Но что же связывало "девятку" с гнусными преступлениями бесноватого Адика? Нет-нет, здесь никого не травили газом, не сжигали в печах и даже не сдирали татуированные шкуры с расписных зэков, чтобы использовать на абажуры и дамские сумочки. Секрет же странного названия крылся вот в чем.
Несколько лет назад в колонию был назначен очередной начальник взамен прежнего, вечно дремавшего в кабинете и проспавшего даже свою отставку. Новый хозяин, подполковник Илья Ильич Загайло, служил досель в Саратовской области и привез оттуда признаки легкого дегенеративного расстройства, которые он упорно называл "передовым опытом". Сразу по приезде Загайло обратился к руководству с просьбой разрешить ему внедрение этого опыта в отдельно взятом исправительном учреждении N 9. Сверху махнули рукой: валяй, Кутузов...
И Кутузов навалял. Он приказал пометить всех арестантов, исходя из степени их морального паскудства. Активистам, помогавшим администрации, нашивались на левую сторону зэковской робы бирки красного цвета. "Мужики", тоскливо мотающие срок, пытаясь не вязаться ни с "козлами", ни с "блатными", получили коричневые нашивки - по аналогии с говном, которое болтается в проруби. Нарушители режима были раскрашены зеленым цветом - цветом надежды на то, что когда-нибудь на просторах зоны N 9 не останется ни одной этой сучьей морды. Черной отметкой заклеймили "братву" - бродяг, босяков, правильных парней и прочих лютых врагов администрации. Далее шли "белые бирки" - хронические алкоголики. И наконец, желтые метки предназначались наркоманам. После долгих воспитательных бесед резиновыми дубинками система, что называется, "пошла".
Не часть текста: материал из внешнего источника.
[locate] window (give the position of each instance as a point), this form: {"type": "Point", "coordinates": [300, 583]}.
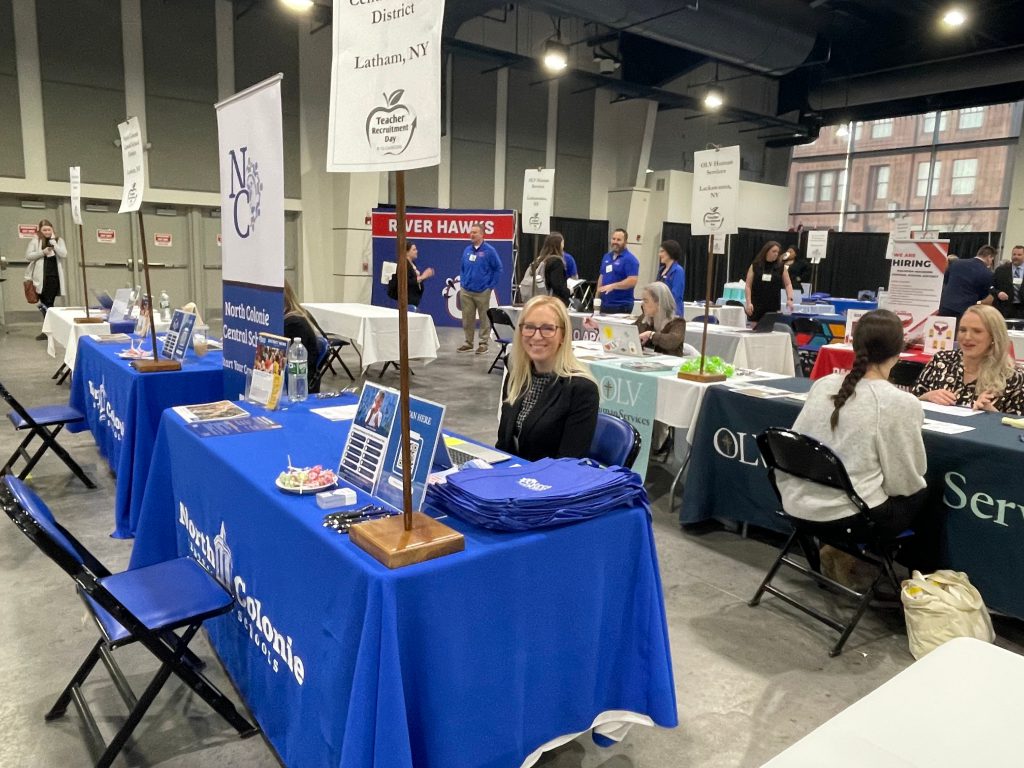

Поначалу преобладал коричневый цвет. Затем в результате закручивания гаек его потеснил зеленый. На зону обрушился тяжелый пресс лагерного режима. Народ стали "гасить" в "шизняке" за нежелание махать руками на физзарядке, за прогулку в локалке отряда без головного убора, за игру в "балду" во время политической информации и за прочие чудовищные преступления. Однако в преддверии золотой осени "девятка" начала из зеленой медленно перекрашиваться в желтую.
- Ч-черт знает что! - ругался Загайло. - Что ни этап - сплошные наркомы! Простому подполковнику остается перед ними во фрунт вытягиваться...
А тут еще один сюрпрайз: какая-то арестантская гнида изловчилась загнать "маляву" трижды долбанным правозащитникам, представителям передовой либерастии. Мол, так и так, недобитки совдеповской коммунячьей сволочи попирают нашу честь и достоинство, метят нас, как фашисты - узников концлагерей. Причем - что характерно! - многие осужденные носят на груди желтые бирки наподобие звезд в еврейских гетто. Это, несомненно, свидетельствует о дремучем антисемитизме начальника колонии подполковника Загайло.
В "девятку" срочно прикатила комиссия во главе с грозной мадамой необъятных размеров - что-то среднее между нильской лошадью и Валерией Новодворской. Мадама сверкала глазами, как прожектор перестройки, брызгала слюной и ругалась латинскими выражениями. Долговязый подполковник бегал за ней вприпрыжку, вытянув руки по швам, а шею вперед, отчего дико походил на страуса нанду. Завершала этот африканский натюрморт стая бабуинов при погонах, которая неумолчно трещала, приплясывала и размахивала руками, как будто выпрашивала у непрошеных гостей горсть бананов.
Но коварные гости бананов бабуинам не дали, равно как не сообщили цель визита, ограничившись туманными фразами о гуманизации и правах человека.
- Совсем озверели! - возмущался Загайло, проводив либерастов за ворота и вытирая крупный пот. - Какие права человека? Где они, бляди, здесь человеков нашли?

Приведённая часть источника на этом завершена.